Credit LineMuseum Purchase
Object number1992-86,1
DescriptionAppearance: Side chair with flat crest shaped on the underside above a tapered beaker-form splat, the plain seat rail below enclosing a trapezoidal slip seat, legs square in cross section joined by front and side stretchers.

Construction: The chair was made without corner blocks, and its seat rail and stretcher joints have always been pinned. The shoe and the rear seat rail are separate elements, and the seat rails are 1 3/16" thick with deep rabbets. In typical Petersburg fashion, the slip-seat frame is comparatively heavy.

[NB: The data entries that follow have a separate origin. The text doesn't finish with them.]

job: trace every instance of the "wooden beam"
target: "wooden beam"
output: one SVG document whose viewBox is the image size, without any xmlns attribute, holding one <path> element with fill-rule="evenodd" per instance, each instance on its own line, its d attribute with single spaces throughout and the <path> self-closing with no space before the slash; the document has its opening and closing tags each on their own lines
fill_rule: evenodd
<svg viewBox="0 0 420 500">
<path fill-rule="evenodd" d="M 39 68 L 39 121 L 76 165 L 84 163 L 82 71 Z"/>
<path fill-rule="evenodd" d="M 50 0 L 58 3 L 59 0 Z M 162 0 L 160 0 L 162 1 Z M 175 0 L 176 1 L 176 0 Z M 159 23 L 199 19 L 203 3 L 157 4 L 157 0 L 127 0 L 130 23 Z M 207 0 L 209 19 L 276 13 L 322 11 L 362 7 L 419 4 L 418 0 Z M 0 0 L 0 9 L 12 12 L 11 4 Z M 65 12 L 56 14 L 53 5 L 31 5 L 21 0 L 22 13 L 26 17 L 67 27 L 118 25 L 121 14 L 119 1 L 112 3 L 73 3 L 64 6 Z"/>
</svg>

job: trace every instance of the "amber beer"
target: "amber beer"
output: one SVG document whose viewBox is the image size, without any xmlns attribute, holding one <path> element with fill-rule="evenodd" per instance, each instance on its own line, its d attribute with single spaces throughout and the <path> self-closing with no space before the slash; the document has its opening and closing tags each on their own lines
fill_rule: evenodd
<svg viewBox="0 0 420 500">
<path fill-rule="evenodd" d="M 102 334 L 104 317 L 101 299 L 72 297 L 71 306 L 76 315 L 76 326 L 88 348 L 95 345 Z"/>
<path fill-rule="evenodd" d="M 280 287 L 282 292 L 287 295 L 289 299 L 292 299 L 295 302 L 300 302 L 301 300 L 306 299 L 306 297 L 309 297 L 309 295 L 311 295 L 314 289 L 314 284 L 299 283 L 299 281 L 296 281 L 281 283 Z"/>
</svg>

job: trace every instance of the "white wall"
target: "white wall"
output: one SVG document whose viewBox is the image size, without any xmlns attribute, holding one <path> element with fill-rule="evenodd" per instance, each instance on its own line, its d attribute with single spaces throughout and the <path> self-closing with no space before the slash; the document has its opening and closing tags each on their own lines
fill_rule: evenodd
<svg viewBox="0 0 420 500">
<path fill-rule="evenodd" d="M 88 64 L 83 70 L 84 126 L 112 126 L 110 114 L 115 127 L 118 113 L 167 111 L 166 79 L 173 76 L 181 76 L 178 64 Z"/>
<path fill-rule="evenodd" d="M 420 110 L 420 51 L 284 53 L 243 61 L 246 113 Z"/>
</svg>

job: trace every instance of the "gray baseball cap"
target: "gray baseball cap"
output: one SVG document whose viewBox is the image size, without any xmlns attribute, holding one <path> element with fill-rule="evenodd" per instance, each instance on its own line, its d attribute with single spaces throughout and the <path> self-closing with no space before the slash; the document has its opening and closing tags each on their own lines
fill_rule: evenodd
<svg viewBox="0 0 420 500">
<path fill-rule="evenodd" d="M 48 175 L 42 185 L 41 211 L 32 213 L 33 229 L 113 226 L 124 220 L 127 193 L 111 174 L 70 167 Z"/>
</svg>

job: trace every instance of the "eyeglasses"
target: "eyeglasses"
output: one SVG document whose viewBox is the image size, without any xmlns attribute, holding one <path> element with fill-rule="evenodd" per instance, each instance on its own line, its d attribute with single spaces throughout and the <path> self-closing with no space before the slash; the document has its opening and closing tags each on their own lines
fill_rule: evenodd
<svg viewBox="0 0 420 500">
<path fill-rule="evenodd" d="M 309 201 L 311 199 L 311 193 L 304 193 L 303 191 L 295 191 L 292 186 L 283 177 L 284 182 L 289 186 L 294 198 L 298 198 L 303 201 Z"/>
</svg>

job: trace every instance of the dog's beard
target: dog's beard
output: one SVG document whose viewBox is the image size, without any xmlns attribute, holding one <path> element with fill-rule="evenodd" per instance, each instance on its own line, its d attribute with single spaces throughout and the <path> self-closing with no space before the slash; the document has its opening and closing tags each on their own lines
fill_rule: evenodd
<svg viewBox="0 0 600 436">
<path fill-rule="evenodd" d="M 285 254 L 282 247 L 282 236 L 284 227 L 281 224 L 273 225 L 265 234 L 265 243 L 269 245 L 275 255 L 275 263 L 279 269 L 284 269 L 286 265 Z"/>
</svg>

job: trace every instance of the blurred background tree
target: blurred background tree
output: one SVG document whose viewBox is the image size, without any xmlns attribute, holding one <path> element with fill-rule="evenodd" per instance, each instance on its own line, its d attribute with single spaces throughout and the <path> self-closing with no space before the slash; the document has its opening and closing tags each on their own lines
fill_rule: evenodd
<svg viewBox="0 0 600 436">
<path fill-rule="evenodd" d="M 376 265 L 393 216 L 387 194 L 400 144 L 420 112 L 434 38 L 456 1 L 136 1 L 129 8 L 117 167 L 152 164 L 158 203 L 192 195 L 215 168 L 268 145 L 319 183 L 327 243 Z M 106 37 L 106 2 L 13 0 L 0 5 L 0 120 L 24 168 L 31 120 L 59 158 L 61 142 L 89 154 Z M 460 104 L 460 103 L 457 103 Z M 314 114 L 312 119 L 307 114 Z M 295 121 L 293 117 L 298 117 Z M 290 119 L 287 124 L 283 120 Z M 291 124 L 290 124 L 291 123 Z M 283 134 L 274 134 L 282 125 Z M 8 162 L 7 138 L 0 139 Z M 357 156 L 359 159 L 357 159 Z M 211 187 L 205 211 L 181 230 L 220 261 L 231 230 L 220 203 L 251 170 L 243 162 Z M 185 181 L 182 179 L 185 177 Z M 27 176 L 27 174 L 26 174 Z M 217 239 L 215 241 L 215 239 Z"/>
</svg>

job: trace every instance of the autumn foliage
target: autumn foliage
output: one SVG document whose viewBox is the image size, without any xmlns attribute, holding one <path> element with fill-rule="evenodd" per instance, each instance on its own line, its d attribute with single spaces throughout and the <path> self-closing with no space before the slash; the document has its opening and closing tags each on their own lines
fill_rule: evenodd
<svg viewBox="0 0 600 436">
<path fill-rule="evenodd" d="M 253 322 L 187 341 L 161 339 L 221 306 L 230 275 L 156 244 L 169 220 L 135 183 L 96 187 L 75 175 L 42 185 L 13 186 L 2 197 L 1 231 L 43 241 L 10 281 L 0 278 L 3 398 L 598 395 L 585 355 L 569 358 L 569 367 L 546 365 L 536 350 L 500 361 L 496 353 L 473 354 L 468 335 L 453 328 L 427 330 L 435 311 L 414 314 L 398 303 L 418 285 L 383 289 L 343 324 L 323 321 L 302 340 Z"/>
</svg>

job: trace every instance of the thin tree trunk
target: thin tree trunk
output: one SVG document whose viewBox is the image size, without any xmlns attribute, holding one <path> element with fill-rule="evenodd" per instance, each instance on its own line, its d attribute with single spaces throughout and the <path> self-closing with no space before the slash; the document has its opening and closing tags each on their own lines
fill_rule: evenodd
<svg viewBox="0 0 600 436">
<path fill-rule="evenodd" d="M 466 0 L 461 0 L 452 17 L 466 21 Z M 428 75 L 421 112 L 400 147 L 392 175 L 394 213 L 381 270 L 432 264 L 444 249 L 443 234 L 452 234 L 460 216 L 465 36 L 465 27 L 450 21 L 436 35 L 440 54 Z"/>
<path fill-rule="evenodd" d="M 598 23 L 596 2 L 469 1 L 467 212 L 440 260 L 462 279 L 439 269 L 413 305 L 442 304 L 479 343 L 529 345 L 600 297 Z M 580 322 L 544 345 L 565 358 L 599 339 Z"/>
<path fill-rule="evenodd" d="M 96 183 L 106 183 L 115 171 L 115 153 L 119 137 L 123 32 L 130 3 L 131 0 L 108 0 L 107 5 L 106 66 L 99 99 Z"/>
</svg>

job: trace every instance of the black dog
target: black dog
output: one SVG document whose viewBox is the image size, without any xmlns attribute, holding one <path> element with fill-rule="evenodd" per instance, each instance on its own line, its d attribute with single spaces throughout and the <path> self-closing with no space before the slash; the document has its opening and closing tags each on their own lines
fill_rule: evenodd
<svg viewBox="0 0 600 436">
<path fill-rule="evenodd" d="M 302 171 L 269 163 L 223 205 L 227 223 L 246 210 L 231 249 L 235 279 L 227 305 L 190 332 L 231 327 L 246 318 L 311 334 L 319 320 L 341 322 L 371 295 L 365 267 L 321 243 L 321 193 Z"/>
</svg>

Label TextA number of chairs nearly identical to this one have been found in eastern Virginia and northeastern North Carolina, indicating that the design was widely popular in the Chesapeake and was produced in several localities. The chairmaker's incorporation of a stretcher between the front legs but none in the rear further suggests that this particular example was made in Petersburg, Virginia (see CWF 1933-10).

Straight-sided splats like the one employed here are most common on Chesapeake chairs of this general design, but alternatives in which the splat is variously pierced or even replaced by a baluster shape are known (CWF 1933-13). British examples of these splat renditions exist as well, illustrating the coastal southern propensity for adopting British furniture designs almost line-for-line. Mid-eighteenth-century British prototypes of the form likely evolved from chairs made early in the century by artisans in London, while the London chairs, in turn, clearly mimicked imported Chinese seating furniture. Householders in the lower Chesapeake later favored the design not because of its Asian ancestry, but because it fulfilled their strong preference for British-inspired furniture in the neat and plain style.
InscribedNone.
Markings"V" is chiseled into the rabbet of the front seat rail and the front member of the slip-seat frame.
ProvenanceThe chair and its mate were acquired from Susquehanna Antiques, Washington, DC, in 1992. Their early history is unknown.